Today, most of that work can be done on the Internet. Booking tools that once were available only to travel agents are now available to anyone. At sites such as kayak.com, consumers can compare fares day-to-day from mulitple airlines, getting a clearer picture of how pricing changes over time. At farecast.com, they can look at graphs that show price fluctuations over time, and predict when fares will rise or fall. Airfarewatchdog.com sends consumers weekly or daily updates on low fares from any chosen airport.

Each site has advantages and disadvantages, meaning you need to use more than one to get the best fare (see the accompanying article that outlines a step-by-step approach to a successful fare hunt.)

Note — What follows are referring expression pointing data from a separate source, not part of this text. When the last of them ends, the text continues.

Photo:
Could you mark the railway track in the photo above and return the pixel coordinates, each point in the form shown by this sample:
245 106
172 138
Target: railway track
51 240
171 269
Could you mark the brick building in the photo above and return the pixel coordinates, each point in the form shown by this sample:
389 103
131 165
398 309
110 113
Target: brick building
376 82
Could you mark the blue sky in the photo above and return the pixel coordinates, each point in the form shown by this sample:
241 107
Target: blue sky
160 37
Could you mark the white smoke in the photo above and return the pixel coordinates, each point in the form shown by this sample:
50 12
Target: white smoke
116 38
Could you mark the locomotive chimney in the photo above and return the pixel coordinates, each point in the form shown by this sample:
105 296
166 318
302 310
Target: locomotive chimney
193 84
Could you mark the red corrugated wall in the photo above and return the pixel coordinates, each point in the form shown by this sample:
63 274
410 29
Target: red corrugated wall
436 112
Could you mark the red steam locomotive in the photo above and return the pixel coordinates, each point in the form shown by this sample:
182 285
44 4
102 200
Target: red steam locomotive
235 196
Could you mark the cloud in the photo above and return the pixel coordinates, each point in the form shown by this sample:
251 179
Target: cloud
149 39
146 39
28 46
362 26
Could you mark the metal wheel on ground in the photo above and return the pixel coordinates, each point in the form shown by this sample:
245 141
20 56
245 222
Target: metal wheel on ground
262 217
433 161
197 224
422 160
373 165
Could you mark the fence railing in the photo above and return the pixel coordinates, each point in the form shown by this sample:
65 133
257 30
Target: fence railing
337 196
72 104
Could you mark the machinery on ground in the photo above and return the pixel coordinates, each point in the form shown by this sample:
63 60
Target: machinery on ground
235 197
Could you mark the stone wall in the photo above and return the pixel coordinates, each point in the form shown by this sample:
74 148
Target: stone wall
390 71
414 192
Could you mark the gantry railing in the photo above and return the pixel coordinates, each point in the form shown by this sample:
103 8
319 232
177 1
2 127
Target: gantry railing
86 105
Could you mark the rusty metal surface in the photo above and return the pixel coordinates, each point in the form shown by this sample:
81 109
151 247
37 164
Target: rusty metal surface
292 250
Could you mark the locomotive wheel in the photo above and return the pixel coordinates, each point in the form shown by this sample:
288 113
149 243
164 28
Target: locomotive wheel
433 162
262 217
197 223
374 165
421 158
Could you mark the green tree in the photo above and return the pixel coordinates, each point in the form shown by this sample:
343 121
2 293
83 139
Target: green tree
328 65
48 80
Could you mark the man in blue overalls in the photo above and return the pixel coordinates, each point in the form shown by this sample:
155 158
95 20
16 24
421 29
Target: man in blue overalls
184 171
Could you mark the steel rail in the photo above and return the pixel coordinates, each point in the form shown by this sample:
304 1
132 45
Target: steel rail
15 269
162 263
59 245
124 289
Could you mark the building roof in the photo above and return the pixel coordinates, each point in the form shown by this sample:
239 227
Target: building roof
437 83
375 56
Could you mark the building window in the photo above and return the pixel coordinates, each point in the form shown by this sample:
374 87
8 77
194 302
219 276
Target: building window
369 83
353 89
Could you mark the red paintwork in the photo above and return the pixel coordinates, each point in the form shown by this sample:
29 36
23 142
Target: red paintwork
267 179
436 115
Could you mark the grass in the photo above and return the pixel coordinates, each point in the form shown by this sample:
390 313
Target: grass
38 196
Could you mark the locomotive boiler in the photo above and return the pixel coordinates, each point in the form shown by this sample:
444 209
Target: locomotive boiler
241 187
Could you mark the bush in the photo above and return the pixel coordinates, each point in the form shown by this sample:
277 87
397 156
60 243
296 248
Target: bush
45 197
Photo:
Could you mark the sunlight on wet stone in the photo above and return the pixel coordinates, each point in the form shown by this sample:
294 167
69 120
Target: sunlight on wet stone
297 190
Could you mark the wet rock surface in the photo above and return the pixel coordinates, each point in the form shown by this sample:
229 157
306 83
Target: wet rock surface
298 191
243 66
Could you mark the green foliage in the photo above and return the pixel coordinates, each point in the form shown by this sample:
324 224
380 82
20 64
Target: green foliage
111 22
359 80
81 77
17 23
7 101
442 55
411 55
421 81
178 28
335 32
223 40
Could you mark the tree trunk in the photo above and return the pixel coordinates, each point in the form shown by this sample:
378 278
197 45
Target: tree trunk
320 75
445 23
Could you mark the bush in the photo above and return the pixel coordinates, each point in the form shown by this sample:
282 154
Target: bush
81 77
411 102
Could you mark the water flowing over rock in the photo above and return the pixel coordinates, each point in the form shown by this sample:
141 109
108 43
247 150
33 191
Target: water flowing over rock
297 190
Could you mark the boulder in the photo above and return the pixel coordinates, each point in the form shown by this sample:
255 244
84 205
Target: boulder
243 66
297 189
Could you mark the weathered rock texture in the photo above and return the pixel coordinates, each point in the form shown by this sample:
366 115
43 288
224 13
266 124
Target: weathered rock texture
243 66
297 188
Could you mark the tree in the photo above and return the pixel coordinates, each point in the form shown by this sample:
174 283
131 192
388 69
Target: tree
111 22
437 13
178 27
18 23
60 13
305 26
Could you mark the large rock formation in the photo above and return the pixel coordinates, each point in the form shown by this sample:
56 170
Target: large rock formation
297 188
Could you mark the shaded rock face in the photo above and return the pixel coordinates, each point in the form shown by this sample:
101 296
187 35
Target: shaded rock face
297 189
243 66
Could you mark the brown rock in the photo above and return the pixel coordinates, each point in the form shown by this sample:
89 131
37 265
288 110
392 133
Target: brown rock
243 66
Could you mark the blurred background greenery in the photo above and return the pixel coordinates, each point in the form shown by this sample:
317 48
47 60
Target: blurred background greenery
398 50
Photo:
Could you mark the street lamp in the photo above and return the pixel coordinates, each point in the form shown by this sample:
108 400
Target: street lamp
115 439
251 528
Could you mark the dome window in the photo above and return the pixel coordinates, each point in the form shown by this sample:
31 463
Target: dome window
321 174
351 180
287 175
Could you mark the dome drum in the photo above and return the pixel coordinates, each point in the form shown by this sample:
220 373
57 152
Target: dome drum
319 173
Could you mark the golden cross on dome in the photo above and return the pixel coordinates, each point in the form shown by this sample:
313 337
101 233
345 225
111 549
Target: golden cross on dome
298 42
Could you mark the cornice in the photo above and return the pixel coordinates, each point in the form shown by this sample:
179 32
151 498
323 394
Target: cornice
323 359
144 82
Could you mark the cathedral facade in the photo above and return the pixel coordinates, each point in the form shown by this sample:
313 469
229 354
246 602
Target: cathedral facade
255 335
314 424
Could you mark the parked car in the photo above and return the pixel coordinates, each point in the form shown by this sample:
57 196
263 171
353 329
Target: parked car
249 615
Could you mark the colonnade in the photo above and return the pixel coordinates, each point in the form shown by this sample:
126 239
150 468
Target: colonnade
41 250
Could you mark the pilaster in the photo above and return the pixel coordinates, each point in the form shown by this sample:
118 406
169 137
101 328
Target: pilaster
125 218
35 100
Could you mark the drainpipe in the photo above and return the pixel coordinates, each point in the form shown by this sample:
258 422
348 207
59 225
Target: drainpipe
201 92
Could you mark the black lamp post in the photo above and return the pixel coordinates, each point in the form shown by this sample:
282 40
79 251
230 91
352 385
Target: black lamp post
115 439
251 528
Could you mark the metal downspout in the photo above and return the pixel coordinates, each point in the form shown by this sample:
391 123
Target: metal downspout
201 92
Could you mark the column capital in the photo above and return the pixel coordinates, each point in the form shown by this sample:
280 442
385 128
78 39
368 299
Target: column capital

Even with thorough research, consumers may need to make compromises to get real bargains.

"Flexibility is key," said Kellie Pelletier of kayak.com, an "aggregator" site that searches multiple websites for the best deals. "If you can fly when others aren't, you'll get the best deal."

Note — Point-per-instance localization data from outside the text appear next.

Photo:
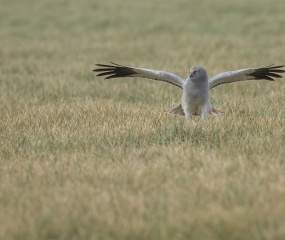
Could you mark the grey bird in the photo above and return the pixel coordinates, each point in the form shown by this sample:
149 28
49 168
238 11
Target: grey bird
195 99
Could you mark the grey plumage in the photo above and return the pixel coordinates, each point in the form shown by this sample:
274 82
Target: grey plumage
195 98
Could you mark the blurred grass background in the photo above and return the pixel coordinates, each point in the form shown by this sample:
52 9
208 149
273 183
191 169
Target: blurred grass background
88 158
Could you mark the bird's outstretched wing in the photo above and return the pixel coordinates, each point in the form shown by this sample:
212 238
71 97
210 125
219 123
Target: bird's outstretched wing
116 71
267 73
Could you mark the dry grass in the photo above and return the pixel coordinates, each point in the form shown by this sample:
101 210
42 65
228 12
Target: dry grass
85 158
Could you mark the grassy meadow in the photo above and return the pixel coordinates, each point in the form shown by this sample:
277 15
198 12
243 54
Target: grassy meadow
86 158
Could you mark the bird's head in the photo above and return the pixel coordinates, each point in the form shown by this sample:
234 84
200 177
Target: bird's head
197 73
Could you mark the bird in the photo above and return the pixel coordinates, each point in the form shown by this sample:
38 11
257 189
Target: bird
196 87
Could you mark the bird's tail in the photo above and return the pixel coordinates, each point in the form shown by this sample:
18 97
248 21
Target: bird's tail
178 110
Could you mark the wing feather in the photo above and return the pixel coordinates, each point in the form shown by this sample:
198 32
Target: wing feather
267 73
117 71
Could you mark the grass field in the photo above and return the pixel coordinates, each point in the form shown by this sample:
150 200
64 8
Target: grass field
88 158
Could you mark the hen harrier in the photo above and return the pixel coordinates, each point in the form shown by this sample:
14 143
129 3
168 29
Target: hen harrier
195 98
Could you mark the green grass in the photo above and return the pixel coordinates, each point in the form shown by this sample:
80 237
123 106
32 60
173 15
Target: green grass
86 158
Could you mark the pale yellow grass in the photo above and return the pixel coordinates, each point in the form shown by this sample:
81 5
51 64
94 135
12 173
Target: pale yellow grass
87 158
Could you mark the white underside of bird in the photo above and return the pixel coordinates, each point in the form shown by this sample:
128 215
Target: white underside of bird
196 87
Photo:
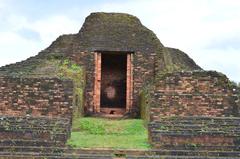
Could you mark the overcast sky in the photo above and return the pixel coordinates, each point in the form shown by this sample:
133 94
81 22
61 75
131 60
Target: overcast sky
207 30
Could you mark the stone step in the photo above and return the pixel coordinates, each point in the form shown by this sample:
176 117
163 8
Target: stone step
36 142
201 147
56 151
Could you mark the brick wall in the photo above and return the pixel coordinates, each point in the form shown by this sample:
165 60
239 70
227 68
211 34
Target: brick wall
194 94
193 110
143 71
35 96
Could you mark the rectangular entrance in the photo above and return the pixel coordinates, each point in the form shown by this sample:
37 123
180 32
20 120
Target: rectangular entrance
113 82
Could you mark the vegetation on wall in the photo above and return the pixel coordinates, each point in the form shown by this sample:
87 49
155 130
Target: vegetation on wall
72 71
145 101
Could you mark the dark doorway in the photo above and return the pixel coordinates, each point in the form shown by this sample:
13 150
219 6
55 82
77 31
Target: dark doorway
113 80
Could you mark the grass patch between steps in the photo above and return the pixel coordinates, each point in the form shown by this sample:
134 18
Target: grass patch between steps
106 133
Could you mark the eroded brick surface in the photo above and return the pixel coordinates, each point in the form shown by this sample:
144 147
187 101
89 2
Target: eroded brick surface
35 97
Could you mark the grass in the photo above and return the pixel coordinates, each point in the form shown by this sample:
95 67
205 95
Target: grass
105 133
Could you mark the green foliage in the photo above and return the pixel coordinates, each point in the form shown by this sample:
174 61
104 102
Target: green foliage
72 71
97 132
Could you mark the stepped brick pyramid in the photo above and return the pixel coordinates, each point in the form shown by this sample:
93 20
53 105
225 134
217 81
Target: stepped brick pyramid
117 68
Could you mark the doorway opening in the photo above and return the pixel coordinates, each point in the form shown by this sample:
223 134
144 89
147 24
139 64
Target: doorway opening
113 81
113 85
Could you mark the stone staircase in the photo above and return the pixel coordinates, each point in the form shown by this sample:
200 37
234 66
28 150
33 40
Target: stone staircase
69 153
41 137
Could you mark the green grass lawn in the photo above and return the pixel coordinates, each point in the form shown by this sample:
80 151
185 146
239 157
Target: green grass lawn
105 133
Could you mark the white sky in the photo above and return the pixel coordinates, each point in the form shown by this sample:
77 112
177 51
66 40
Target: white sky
207 30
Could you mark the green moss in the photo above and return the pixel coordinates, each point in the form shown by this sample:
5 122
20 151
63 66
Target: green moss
72 71
102 133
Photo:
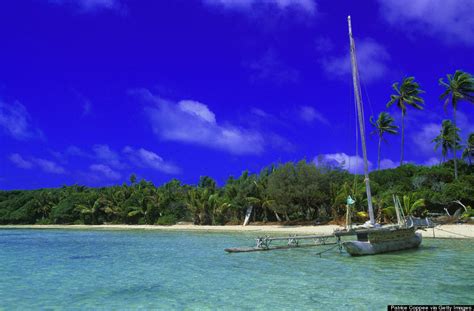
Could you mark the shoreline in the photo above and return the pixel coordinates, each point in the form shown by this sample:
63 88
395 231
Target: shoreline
457 231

That can mean planning your European vacation in winter; fares and hotel rates are much lower then, and many of the reasons travelers like Europe -- restaurants, museums and other cultural attractions -- are just as appealing in February as they are in June, but with shorter lines.

On the other hand, no one wants to go to the Caribbean in July. "There are reasons the off-season is the off-season," said Torkells of Budget Travel.

Flexibility can also mean hunting for fares when the airlines are releasing sale fares and trying to fill up planes on short notice.

"If there is a time of week when you have the best chance to get a cheap fare it's Tuesday or Wednesday," said Terry Trippler, a Minneapolis-based airline expert. But he said those cheap fares are harder to find.

"I don't see many more public price increases this year -- it's bad publicity for the airlines," he said. But he said that the airlines are making fewer seats available at the lowest fares, increasing revenue without sounding alarms about rising prices.

Changes ahead

George Hobica, owner and operator of airfarewatchdog.com, said that there are a couple of bright spots on the horizon for bargain hunters. One is the potential for increased competition in Minneapolis-St. Paul if Delta and Northwest merge. Federal regulators could force the merged airline to give up some routes to avoid a monopoly.

"Maybe some of the discount carriers will be able to start flying at MSP," he said. "That could really help keep prices down."

Trippler also believes that the merger has the potential to open gates to Southwest, JetBlue or both. If the merger goes through, he said, "we may just get some competition in here and we'll do just fine."

Another hopeful development, in the view of airfarewatchdog's Hobica, is the airlines' increased use of "promo-code" fares to drive traffic to their websites. Airlines send e-mails to customers registered at their sites, including a code that allows the customer access to a bargain rate on given routes. In this way, the airline can broaden its customer base while cutting into the business of online booking sites. Airfarewatchdog.com, a free site, monitors these promo-code fares and shares the information with its subscribers.

"We had a promo-code fare recently of $68 round-trip from Los Angeles to Guatemala -- the taxes and fees were more than the ticket," Hobica said. "It's another way to look for bargains."